There were around 12 teams of four competing on Saturday, formed from various logging crews throughout the Top of the South. The Chokerman’s Race featured four different logging related activities for each team member, each one being marked on both speed and quality of work. The first team member had to construct a wire grommet, the second activity required the competitor to assemble a chainsaw bar and chain and then cut three rings from a round log within 100 millimeters, the third person cut the equivalent of a lot of branches off a log, while the last person cut a log into 12 pieces before splitting them in half with an axe. As well as completing their activity, competitors also had to run the course and finish by choking up a log before the next person in the team could begin.
For the second year running, The Outsiders team took out the Chokerman’s Race with members Nigel Kelly, Sarah Heath, Travis Heath and Jesse Heath proud to receive the Winston Allnut Memorial Trophy. “This is my second year and my second time winning,” says Sarah. “It’s a family thing, I’m a Kelly, Grandad runs it, I like the atmosphere and I love the competition.”
Each member of the team also received a voucher for $600 worth of Stihl products from Stihl New Zealand while runners-up were rewarded with vouchers from Stihl Shop Richmond. Bowater Toyota also sponsored the prizes for fastest and neatest in the wire rope splicing competition.
Sunday on the other hand, was a day for the public to see the logging process from start to finish. After felling the trees with an axe and cross-cut saw, the logs were taken to the saw mill via the overhead skyline and steam winch, traction engine and bush locey.
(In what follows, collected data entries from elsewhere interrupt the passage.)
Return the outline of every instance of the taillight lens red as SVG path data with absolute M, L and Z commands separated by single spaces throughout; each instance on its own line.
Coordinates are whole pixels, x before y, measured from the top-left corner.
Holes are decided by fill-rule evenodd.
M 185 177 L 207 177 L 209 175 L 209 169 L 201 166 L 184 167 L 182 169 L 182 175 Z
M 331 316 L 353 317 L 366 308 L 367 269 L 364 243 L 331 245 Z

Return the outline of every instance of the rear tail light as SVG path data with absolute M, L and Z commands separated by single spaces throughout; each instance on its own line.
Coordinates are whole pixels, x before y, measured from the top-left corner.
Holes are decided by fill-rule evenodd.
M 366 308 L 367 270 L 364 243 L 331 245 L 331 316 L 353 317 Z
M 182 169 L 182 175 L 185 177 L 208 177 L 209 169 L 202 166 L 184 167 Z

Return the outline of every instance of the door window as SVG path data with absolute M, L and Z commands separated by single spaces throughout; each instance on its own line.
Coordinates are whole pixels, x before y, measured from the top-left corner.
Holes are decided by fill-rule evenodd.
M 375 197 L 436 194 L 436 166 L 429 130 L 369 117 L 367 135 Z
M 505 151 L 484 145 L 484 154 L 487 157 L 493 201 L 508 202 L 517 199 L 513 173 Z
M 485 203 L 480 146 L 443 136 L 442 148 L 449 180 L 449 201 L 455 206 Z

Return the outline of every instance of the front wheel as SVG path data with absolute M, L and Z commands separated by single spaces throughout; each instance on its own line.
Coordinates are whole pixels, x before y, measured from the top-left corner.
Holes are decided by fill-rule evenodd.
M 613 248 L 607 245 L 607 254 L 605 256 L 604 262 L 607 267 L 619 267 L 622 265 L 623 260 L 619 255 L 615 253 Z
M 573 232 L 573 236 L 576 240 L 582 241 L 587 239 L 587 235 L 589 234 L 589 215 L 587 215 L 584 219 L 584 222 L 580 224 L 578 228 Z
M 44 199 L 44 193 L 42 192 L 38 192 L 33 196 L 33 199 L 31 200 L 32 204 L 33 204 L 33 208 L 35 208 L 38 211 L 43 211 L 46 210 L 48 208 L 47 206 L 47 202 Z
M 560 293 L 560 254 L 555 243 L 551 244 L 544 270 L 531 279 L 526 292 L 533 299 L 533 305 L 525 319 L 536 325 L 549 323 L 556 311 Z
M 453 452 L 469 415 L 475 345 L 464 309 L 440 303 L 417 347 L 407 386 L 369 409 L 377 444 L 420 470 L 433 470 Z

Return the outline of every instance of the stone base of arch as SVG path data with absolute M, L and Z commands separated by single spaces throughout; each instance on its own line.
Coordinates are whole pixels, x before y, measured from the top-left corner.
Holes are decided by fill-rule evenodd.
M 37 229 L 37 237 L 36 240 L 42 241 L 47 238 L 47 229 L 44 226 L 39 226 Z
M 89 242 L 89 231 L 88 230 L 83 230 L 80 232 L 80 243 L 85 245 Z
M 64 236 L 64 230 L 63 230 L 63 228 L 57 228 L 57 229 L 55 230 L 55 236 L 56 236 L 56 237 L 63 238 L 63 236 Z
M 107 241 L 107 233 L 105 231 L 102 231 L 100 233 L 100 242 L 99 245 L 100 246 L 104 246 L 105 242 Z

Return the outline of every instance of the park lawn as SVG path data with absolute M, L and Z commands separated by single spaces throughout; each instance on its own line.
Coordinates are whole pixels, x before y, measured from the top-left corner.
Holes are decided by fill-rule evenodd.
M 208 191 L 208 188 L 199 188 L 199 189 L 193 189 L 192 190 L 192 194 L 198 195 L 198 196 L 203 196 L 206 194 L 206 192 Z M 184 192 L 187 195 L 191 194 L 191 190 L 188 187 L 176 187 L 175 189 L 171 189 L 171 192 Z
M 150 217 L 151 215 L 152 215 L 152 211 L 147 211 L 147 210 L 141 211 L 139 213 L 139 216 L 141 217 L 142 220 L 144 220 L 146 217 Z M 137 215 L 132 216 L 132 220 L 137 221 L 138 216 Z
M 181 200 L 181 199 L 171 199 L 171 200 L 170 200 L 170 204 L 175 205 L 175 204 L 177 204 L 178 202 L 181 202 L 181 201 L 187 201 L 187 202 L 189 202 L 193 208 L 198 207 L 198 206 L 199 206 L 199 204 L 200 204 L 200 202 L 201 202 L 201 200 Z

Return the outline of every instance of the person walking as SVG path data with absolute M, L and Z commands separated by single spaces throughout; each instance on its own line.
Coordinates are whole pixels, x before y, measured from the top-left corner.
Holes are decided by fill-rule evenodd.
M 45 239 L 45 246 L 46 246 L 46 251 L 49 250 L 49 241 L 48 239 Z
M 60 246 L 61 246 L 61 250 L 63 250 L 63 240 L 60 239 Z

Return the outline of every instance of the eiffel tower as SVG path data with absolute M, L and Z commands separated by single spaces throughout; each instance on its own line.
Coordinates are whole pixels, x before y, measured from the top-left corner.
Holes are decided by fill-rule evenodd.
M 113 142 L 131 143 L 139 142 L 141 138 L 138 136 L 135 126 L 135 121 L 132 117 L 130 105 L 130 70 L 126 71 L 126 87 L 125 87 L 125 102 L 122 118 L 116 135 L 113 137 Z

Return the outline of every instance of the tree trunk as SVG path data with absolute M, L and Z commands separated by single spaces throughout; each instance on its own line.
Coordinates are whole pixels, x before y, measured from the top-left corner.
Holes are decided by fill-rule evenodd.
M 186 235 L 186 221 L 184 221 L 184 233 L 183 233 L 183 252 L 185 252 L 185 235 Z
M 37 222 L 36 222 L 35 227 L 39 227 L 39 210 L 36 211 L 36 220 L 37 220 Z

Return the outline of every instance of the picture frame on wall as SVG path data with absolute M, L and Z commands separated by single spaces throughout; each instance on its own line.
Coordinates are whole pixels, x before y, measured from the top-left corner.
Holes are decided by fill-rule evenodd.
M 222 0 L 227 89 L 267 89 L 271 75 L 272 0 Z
“The museum has recently assembled a very good chainsaw collection and old logging related saws, and of course, the sawmill was the first thing that came here in the early 70s. The amazing thing about this place is that it’s a working museum,” says park manager Allan Palmer. “We try to have as much working as possible and this is one of our biggest days. People will see the way things used to be done, the forest industry is one of the biggest industries in Nelson and we’re keeping alive the history.”